Reputation: 11
I have built a random forest tidy model very similar to what Julia Silge has done in this video. I also plan to show variable importance plots based on the permutation method, however I would like to show box plots or violin plots, rather than points.
Here is an example, following Julia's code:
Data and Model Building
# DATA
library(tidyverse)
water_raw <- read_csv("https://raw.githubusercontent.com/rfordatascience/tidytuesday/master/data/2021/2021-05-04/water.csv")
# Data prep
water <- water_raw %>%
filter(
country_name == "Sierra Leone",
lat_deg > 0, lat_deg < 15, lon_deg < 0,
status_id %in% c("y", "n")
) %>%
mutate(pay = case_when(
str_detect(pay, "^No") ~ "no",
str_detect(pay, "^Yes") ~ "yes",
is.na(pay) ~ pay,
TRUE ~ "it's complicated"
)) %>%
select(-country_name, -status, -report_date) %>%
mutate_if(is.character, as.factor)
library(tidymodels)
set.seed(123)
water_split <- initial_split(water, strata = status_id)
water_train <- training(water_split)
water_test <- testing(water_split)
set.seed(234)
water_folds <- vfold_cv(water_train, strata = status_id)
water_folds
# Model building
library(themis)
ranger_recipe <-
recipe(formula = status_id ~ ., data = water_train) %>%
update_role(row_id, new_role = "id") %>%
step_unknown(all_nominal_predictors()) %>%
step_other(all_nominal_predictors(), threshold = 0.03) %>%
step_impute_linear(install_year) %>%
step_downsample(status_id)
ranger_spec <-
rand_forest(trees = 1000) %>%
set_mode("classification") %>%
set_engine("ranger")
ranger_workflow <-
workflow() %>%
add_recipe(ranger_recipe) %>%
add_model(ranger_spec)
doParallel::registerDoParallel()
set.seed(74403)
ranger_rs <-
fit_resamples(ranger_workflow,
resamples = water_folds,
control = control_resamples(save_pred = TRUE)
)
Here is Julia's VIP code:
library(vip)
imp_data <- ranger_recipe %>%
prep() %>%
bake(new_data = NULL) %>%
select(-row_id)
ranger_spec %>%
set_engine("ranger", importance = "permutation") %>%
fit(status_id ~ ., data = imp_data) %>%
vip(geom = "point")
My Attempt:
ranger_spec %>%
set_engine("ranger", importance = "permutation") %>%
fit(status_id ~ ., data = imp_data) %>%
vip(pred_wrapper = predict, geom = "boxplot", nsim = 10, keep = TRUE)
However it continues to return this error:
Error: To construct boxplots for permutation-based importance scores you must specify keep = TRUE
in the call vi()
or vi_permute()
. Additionally, you also need to set nsim >= 2
.
Because I have done all of those things, I assume my error is with pred_wrapper, but I'm not sure.
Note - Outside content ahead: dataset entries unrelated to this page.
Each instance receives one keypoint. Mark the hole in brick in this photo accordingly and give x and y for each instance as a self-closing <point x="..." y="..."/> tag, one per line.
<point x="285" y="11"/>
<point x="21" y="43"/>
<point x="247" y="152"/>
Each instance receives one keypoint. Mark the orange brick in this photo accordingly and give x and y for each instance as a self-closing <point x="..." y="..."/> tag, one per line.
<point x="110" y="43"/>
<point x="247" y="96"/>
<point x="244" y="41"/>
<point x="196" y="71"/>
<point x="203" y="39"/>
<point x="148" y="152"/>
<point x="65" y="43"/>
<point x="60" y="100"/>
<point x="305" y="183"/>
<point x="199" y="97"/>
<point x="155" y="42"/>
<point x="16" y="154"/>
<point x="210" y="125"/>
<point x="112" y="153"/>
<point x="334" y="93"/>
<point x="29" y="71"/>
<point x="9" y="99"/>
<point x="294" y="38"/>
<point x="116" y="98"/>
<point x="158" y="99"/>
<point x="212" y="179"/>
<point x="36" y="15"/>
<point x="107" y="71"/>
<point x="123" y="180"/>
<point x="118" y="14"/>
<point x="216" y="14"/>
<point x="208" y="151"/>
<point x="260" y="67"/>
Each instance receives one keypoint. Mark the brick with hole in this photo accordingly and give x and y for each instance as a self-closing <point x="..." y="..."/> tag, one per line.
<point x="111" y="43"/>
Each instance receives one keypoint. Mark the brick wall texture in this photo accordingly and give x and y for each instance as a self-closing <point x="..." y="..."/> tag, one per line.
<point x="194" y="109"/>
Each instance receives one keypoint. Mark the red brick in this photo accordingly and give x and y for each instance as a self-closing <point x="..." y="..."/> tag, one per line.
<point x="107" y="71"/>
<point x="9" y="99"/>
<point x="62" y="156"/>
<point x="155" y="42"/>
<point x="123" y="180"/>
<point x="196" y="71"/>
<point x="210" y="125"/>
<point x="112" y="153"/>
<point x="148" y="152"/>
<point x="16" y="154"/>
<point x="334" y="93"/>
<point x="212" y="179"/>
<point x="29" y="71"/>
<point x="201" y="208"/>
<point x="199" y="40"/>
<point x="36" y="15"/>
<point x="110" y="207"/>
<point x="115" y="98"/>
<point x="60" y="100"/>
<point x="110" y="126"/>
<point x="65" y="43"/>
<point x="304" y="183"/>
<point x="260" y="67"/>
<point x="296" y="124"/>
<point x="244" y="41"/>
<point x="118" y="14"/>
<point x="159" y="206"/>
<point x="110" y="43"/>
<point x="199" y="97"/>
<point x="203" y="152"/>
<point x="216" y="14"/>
What am I doing wrong here?
Thanks ya'll!
Upvotes: 1
Views: 442
Reputation: 11613
First, you may be interested in a resampling approach to estimating variable importance, where you yourself control the resampling and what gets extracted.
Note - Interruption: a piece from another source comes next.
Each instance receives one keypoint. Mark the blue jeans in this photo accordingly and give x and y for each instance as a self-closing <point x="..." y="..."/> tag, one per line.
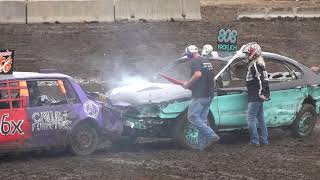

Second, I think something is not working quite right with method = "permutation"
for a tidymodels model. I can't get it to work, but I can get the permutation importance for the underlying model:
library(vip)
imp_data <- ranger_recipe %>%
prep() %>%
bake(new_data = NULL) %>%
select(-row_id)
mod <- ranger::ranger(status_id ~ ., data = imp_data, classification = TRUE)
pred_fun = function(object, newdata) {
predict(object, newdata)$predictions
}
vip(mod, method = "permute",
train = imp_data, target = "status_id",
metric = "accuracy", pred_wrapper = pred_fun)
Created on 2022-09-02 with reprex v2.0.2
Here is another resource for how to use vip, but you may want to look into using DALEX for permutation variable importance.
Upvotes: 2